Belite Bio, Inc. (NASDAQ:BLTE) Q3 2023 Earnings Conference Call November 14, 2023 4:30 PM ET
Company Participants
Tom Lin - Chairman and Chief Executive Officer
Nathan Mata - Chief Scientific Officer
Hao-Yuan Chuang - Chief Financial Officer
Conference Call Participants
Jennifer Kim - Kento
Basma Radwan - Leerink Partners
Yi Chen - HC Wainwright
Bruce Jackson - The Benchmark Company
Operator
Hello and thank you for joining us to discuss Belite’s Third Quarter 2023 Financial Results. Joining the call is Dr. Tom Lin, Chairman and CEO, Dr. Nathan Mata, Chief Scientific Officer, and Hao-Wan Zhang, Chief Financial Officer of BeLite Bio. Before we begin, let me point out that we will be making forward-looking statements that are based on current expectations and beliefs. These statements are subject to certain risks and uncertainties and actual results may differ materially. We encourage you to consult the risk factors discussed in our SEC filings for additional detail.
Now I'll turn the call over to Dr. Lin.
Tom Lin
Thank you. Thank you for joining our reporting for the third quarter. I'm Tom Lin, CEO of BeLite Bio. Joining me is our CSO, Nathan, and CFO, Hao. I'd like to start off by giving an overview. So, Tinlarebant is a normal once-a-day oral tablet designed to bind to serum retinal binding protein, or known as RBP4, as a means to specifically reduce retinal delivery to the eye. This approach is intended to slow or stop the formation of the toxic retinal derived by products which are generated in the visual cycle and are implicated in the progression of Stargardt’s disease and Geographic Atrophy secondary to dry AMD. We believe that early intervention directed at emerging retinal pathology, which is not mediated by inflammation, will be the best approach to potentially slow disease progression in Stargardt’s disease and Geographic Atrophy.
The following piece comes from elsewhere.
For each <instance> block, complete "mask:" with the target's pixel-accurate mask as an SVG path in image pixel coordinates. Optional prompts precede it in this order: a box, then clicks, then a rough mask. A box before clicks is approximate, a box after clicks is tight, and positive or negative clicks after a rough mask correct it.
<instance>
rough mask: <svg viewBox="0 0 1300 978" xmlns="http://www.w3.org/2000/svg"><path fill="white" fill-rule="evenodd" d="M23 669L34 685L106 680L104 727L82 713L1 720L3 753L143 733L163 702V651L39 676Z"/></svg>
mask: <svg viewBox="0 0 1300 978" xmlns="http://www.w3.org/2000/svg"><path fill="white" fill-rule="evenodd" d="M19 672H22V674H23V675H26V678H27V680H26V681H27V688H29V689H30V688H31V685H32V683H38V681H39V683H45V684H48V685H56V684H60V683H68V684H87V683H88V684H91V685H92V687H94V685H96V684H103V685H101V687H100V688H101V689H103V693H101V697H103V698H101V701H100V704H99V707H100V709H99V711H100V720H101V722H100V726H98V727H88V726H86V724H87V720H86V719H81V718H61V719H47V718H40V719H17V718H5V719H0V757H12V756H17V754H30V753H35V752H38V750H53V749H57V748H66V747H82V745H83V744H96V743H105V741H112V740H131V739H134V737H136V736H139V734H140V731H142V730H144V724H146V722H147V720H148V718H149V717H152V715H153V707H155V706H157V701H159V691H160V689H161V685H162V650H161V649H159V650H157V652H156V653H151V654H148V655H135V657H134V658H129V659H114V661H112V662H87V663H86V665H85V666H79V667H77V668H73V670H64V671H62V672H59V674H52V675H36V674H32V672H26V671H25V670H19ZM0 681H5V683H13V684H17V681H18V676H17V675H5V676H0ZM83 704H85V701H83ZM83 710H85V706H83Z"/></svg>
There still is significant unmet need for both indications, as currently there is no approved treatment for Stargardt’s disease and there are currently no approved oral treatments for GA, and we are already in Global Phase III trials for both indications. So far, we have been granted fast-track designation, rare pediatric disease designation, and orphan drug designation. We have several patent families and with composition of meta-patents lasting until 2040, and with patent term extension and new patents to be filed, which we will have patent protection way past the 2040s.
So we still have a very long patent life on this drug and we are already in late-stage development. For Stargardt’s indication, the Phase III is already fully enrolled. We've estimated interim readouts by second half of 2024. We've also just recently presented positive 24-month treatment results from our Phase II, which Nathan will be presenting the results later on.